The owls are hooting away like crazy. It's like an owl rave out here. 

I'm reading the register in what remains of the daylight. I forgot I left an entry last october. Sarge and Weaver signed it! How sweet, and wonderful, that I'll be seeing them tomorrow. 

It's getting dark. I can hear the spring burbling fifty feet away, invigorated by today's storms. The air smells moist. If it rains, if it storms, I wonder if the shelter will stay dry. I wonder if my duct tape patched tent would be drier. I certainly can't set it up in the shelter. It's one or the other. I suppose I'll stick with the dubious charms of the shelter and a quicker time packing up in the morning. Or so I tell myself. Perhaps I'm just lazy. Perhaps I hope another hiker will come in and I'll get to meet them. The register hasn't mentioned bears since last fall. I have hopes that I won't see one here, but the days have been warm and they will undoubtedly start including the shelter in their daily rounds very soon. 

As the dark gathers, my eyes become less useful and my ears automatically take over.
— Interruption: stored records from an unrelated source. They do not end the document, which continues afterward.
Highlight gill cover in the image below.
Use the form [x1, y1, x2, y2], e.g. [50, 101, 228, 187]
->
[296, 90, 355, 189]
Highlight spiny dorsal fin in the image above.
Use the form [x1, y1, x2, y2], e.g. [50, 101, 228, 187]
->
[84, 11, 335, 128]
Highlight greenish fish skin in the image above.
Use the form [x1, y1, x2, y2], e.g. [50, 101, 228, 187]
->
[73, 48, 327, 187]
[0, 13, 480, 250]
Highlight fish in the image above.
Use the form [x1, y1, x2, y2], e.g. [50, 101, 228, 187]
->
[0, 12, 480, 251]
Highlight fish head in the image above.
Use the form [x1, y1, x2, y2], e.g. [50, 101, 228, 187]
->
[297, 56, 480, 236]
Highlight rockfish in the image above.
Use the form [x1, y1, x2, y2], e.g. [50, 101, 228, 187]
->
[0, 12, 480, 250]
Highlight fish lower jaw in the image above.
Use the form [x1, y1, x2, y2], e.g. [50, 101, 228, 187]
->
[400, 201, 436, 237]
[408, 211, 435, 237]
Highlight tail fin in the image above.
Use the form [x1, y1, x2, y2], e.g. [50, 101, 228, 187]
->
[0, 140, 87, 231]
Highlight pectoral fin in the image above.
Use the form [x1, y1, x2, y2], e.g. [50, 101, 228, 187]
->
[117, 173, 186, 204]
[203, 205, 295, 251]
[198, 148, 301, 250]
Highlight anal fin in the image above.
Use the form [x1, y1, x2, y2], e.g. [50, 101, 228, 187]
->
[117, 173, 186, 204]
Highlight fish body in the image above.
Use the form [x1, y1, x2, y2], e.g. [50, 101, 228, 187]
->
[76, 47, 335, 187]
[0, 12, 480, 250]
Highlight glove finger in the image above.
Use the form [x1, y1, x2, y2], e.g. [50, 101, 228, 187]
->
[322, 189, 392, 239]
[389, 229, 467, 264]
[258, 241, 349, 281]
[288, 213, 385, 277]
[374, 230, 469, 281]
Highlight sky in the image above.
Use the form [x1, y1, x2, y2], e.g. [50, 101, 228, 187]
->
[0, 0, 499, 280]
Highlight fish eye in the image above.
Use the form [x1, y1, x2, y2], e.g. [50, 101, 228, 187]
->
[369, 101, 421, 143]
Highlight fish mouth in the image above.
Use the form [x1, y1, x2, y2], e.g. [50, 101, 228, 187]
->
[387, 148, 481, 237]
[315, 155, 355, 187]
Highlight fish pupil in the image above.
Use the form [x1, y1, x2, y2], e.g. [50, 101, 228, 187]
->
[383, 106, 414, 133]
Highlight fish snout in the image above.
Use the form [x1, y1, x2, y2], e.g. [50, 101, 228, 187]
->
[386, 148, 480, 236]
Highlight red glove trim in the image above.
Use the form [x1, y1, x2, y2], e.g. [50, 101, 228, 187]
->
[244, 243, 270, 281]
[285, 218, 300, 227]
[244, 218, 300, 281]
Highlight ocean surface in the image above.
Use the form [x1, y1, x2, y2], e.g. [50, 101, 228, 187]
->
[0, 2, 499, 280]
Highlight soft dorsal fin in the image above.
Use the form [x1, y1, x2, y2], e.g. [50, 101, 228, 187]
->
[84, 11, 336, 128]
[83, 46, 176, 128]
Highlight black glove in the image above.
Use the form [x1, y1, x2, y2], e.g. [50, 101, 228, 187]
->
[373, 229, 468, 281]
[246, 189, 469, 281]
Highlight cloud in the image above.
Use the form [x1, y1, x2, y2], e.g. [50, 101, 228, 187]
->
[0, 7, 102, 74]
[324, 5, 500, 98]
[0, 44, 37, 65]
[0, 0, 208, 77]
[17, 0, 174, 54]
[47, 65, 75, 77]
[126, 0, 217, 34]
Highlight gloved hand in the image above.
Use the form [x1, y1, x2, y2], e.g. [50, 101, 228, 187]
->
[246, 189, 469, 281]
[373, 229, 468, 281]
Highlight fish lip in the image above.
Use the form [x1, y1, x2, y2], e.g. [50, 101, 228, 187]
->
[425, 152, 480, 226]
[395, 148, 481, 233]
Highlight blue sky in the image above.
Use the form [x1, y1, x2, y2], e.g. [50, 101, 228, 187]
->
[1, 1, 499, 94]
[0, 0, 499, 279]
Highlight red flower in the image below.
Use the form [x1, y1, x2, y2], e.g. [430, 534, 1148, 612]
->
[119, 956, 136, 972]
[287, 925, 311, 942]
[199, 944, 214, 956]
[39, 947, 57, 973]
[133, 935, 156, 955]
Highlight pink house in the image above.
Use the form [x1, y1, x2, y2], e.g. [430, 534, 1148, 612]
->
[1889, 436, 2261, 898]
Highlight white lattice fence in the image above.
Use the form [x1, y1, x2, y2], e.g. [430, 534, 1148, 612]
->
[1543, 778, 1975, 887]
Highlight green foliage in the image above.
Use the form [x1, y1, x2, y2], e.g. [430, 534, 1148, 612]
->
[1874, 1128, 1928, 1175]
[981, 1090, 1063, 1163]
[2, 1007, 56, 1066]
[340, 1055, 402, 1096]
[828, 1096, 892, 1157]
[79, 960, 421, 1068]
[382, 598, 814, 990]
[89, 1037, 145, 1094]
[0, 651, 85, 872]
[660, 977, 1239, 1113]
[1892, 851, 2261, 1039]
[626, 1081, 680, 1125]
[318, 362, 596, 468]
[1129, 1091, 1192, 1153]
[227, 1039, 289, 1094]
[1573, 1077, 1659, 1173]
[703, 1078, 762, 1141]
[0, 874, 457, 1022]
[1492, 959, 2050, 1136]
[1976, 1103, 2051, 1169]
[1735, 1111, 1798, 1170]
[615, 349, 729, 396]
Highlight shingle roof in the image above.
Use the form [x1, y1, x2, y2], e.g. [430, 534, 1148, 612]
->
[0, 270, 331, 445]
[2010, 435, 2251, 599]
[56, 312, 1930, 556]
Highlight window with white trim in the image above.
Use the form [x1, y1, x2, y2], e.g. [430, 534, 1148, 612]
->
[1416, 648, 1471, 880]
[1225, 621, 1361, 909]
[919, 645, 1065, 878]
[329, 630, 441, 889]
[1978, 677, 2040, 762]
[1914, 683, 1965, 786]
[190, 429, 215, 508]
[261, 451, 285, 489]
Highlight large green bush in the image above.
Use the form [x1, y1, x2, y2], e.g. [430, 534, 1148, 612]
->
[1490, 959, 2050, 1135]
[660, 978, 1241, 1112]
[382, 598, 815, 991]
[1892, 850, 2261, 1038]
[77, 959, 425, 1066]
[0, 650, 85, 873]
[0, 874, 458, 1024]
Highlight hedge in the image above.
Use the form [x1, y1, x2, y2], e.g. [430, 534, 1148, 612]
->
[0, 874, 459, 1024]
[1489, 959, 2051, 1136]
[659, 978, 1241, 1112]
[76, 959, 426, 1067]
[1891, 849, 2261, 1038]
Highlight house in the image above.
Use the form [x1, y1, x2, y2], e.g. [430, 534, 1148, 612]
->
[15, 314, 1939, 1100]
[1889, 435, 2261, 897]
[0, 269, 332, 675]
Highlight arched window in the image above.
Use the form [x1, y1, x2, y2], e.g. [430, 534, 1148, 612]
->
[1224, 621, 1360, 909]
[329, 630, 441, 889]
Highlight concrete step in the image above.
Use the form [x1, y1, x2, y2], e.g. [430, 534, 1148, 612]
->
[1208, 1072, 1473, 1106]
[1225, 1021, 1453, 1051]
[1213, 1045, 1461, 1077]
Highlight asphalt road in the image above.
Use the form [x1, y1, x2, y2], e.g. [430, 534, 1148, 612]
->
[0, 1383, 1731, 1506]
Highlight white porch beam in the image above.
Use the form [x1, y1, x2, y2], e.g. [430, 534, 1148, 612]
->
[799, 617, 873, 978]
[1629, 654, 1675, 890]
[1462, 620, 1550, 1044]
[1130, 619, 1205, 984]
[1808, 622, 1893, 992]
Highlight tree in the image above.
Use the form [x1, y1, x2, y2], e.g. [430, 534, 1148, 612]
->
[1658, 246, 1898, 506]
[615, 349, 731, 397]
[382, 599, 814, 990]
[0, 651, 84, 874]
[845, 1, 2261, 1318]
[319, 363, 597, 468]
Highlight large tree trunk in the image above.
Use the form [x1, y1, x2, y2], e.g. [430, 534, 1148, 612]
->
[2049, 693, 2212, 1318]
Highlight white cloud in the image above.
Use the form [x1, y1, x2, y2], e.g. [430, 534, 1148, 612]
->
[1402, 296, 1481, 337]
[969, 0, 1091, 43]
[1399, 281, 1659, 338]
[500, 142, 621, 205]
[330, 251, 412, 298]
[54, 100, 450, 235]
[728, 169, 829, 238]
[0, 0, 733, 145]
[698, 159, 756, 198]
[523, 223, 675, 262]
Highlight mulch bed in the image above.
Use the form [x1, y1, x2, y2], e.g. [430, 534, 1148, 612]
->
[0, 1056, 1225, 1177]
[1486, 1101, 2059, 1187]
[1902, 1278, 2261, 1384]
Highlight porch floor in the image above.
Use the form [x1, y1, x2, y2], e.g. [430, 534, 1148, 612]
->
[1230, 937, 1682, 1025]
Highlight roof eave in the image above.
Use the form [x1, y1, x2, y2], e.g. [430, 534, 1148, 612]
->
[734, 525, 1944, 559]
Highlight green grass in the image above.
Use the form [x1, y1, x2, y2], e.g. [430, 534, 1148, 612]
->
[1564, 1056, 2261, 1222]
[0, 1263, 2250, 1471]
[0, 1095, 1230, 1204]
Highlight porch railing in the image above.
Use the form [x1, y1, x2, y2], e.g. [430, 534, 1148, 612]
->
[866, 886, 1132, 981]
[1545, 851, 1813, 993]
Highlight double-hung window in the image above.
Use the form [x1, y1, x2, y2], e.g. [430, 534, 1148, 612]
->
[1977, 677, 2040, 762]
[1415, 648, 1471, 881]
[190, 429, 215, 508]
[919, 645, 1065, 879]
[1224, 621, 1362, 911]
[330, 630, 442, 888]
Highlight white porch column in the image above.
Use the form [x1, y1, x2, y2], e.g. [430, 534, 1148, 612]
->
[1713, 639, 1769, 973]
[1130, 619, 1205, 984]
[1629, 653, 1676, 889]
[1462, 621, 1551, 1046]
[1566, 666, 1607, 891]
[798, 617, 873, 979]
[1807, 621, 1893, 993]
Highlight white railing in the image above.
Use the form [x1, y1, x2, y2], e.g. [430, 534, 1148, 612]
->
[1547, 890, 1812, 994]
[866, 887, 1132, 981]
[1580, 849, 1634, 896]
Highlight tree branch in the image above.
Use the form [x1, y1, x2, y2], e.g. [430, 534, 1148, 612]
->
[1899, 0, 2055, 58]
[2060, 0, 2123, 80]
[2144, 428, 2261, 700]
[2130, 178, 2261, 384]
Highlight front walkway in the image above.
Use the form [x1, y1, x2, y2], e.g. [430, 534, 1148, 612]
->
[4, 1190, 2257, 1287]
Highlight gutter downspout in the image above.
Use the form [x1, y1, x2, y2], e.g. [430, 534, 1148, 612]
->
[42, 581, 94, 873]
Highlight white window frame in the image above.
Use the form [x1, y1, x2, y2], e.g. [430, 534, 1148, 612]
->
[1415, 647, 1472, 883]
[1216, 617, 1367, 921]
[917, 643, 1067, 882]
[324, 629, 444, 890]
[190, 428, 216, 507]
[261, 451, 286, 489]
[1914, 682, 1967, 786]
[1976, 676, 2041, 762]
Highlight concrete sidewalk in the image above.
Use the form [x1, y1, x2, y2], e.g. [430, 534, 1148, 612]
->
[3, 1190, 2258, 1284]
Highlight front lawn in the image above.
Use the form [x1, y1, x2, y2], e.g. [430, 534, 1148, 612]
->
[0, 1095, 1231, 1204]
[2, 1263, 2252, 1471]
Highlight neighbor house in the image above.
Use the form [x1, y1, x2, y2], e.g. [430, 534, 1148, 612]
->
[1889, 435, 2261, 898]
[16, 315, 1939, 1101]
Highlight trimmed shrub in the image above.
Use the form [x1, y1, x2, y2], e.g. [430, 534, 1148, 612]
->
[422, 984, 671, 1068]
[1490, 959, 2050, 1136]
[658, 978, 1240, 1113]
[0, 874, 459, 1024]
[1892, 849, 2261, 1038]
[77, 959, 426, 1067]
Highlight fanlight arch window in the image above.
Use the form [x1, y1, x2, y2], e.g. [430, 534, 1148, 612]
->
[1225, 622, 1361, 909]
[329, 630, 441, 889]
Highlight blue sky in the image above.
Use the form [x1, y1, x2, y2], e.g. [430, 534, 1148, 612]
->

The sounds of the woods haven't changed but I notice them more.  This is why I have earplugs. Otherwise my hypersensitive ears and subconscious will alert me to every falling leaf and broken twig. I already know that most sounds are made by beetles, squirrels, mice, and birds. Nevertheless every sound conjures a bear. Earplugs. For my sanity and my sleep. 

Either I should have brought twice as much scotch, or I'm a lush. Or both. I thought a cup was more than enough for both nights, but it looks like I'm finishing it tonight. I should sleep extremely well. I'll blame my hangover on theoretical mice. 

Fog crept in while I wasn't looking. I was only fooling myself. The weather is going to suck tomorrow. 

Watching the night slowly get darker is the most peaceful thing I've done since Maine.